Roger - I thought K:N ration in KNO3 is 39:62 that's about 2:3 no?

Also in the article you wrote for Robert u show that plants can take pretty high amount of potassium but you also state that what counts is the ratio between calcium/magnessium and potassium. That means that if I have soft water I should refrain from supplementing too much potassium. Could you provide a rule of thumb for the reasonable ratios between the three?

Thank you,

Aviel.


----------



## Roger Miller (Jun 19, 2004)

> quote:Originally posted by Aviel Livay:
> Roger - I thought K:N ration in KNO3 is 39:62 that's about 2:3 no?
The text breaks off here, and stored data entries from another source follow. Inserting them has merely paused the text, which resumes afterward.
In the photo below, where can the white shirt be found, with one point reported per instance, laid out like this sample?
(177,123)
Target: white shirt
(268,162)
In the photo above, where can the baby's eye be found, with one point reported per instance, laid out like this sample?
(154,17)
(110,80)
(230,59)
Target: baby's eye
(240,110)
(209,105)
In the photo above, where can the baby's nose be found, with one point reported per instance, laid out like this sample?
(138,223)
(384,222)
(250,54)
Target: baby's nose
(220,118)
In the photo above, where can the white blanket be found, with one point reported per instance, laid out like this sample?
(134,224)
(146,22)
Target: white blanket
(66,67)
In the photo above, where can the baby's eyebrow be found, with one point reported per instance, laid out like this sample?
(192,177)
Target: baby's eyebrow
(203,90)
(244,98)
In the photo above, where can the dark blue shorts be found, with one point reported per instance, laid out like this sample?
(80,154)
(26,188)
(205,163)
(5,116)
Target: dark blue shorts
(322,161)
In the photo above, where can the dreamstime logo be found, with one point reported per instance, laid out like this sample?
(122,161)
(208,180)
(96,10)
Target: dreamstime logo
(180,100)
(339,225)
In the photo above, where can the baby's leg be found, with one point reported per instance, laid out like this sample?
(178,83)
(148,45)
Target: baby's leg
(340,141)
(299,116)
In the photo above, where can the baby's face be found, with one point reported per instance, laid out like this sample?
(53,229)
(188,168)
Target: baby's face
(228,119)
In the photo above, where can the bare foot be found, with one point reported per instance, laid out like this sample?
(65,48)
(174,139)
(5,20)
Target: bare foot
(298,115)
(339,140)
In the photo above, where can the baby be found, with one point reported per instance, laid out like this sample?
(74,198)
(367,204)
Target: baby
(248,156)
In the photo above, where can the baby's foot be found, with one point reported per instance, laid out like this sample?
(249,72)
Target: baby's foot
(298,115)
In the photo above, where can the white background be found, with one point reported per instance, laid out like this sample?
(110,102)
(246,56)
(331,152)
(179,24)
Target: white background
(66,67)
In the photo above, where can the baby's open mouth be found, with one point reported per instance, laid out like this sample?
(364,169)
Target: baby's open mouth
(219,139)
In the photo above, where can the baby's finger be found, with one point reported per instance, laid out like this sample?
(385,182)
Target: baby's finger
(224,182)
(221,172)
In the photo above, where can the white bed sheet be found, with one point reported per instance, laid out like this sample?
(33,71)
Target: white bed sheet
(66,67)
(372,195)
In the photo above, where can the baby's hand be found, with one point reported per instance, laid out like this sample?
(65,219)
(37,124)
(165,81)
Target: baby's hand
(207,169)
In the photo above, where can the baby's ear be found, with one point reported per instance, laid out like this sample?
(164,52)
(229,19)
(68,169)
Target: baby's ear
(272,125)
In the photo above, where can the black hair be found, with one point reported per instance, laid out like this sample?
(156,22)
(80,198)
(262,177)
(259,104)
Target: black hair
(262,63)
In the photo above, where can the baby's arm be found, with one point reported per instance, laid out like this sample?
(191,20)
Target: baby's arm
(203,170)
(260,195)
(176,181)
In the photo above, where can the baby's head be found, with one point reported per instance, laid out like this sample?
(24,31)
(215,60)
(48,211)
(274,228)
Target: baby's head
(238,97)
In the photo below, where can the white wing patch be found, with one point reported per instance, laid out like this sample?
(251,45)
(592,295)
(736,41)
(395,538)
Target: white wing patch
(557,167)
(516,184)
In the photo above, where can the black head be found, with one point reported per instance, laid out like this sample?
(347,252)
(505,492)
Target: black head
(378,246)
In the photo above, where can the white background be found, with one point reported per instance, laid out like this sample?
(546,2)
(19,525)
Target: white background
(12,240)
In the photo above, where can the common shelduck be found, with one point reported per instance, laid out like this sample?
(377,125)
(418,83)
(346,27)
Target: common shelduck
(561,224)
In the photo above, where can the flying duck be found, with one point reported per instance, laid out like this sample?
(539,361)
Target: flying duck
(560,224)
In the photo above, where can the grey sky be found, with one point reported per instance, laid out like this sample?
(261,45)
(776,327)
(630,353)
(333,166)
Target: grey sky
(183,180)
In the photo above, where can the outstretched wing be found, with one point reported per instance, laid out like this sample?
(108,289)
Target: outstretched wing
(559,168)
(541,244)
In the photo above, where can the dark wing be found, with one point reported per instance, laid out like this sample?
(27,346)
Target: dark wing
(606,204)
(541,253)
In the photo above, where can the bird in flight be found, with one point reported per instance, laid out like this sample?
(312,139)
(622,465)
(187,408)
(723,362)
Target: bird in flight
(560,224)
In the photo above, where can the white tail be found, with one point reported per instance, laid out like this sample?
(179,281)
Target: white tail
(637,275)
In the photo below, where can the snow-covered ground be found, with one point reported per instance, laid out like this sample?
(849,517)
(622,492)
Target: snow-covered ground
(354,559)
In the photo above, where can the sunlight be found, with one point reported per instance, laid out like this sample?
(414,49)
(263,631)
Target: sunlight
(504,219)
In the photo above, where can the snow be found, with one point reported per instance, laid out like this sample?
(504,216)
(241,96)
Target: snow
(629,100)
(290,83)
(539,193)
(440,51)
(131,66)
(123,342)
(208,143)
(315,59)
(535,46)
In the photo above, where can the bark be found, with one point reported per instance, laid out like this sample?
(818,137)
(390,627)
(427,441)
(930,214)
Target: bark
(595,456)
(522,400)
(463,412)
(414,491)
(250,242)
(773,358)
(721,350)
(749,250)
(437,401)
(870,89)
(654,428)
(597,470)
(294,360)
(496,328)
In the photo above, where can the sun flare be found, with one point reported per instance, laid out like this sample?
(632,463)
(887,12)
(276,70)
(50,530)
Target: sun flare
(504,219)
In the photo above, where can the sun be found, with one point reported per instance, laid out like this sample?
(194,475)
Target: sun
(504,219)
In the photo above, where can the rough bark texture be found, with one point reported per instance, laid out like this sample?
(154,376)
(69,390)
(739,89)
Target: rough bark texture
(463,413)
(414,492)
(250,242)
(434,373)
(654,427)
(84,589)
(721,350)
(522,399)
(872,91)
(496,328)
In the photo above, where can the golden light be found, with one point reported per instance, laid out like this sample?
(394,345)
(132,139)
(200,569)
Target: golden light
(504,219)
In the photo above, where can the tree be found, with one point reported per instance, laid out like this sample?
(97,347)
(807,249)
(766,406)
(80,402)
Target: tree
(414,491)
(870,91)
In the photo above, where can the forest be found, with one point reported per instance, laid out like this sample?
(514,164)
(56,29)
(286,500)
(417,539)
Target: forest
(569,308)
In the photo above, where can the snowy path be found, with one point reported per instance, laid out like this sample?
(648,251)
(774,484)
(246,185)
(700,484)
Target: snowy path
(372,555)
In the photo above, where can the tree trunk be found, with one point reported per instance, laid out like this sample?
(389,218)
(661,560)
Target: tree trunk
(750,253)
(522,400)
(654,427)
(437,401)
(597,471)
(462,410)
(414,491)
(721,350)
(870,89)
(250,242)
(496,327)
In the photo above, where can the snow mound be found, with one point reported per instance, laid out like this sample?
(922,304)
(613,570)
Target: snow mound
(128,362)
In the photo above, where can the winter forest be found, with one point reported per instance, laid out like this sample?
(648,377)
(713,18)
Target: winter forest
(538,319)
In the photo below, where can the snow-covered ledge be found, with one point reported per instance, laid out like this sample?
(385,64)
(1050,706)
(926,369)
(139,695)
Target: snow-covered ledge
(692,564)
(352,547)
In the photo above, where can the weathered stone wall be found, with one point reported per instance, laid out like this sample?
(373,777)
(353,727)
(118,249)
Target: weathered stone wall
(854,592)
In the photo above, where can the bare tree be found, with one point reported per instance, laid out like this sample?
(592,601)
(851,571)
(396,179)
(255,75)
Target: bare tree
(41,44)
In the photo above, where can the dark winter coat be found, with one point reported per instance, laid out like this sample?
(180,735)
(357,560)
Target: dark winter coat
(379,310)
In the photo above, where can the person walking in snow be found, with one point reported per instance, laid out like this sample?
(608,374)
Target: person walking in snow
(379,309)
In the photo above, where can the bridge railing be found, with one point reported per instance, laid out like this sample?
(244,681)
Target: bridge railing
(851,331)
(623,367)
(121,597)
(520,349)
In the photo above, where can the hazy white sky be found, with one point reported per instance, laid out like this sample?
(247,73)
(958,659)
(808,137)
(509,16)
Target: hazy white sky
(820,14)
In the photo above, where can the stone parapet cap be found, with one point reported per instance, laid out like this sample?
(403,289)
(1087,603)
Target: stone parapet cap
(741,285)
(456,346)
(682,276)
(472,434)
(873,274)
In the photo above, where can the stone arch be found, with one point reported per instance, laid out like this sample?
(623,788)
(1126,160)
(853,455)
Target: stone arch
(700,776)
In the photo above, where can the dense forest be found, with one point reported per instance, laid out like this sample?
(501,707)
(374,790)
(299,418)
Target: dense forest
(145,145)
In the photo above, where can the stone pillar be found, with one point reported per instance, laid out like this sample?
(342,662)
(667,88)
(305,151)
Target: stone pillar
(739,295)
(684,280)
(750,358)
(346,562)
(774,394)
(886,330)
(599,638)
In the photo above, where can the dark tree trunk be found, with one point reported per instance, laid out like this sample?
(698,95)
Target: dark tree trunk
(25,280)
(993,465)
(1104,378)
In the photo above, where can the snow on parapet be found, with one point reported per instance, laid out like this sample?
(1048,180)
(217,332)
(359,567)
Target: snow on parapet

No. The ratio of potassium to nitrATE in KNO3 is 39:62. The K:N ratio is 39:14, or about 2.8:1 If KNO3 is your only supply of K and N then it would oversupply potassium relative to nitrogen. KNO3 is not the only source in most aquariums. If you factor in the contributions from fish food (high N, low K) and tap water then the ratio will balance out differently. Some substrate materials can also provide potassium. Just how K and N balance will depend on your conditions.



> quote:Could you provide a rule of thumb for the reasonable ratios between the three?


Long-standing advice from hydroponics literature (see for instance the excellent article by Ames and Johnson that I used in my article for Robert) is that potassium and calcium should be about the same and that magnesium should not exceed calcium. Hydroponics solutions often use K:Ca:Mg ratios of 4:4:1 You wouldn't have a hard time finding people that break those guidelines without any trouble so don't take them as hard and fast rules.

Roger Miller


----------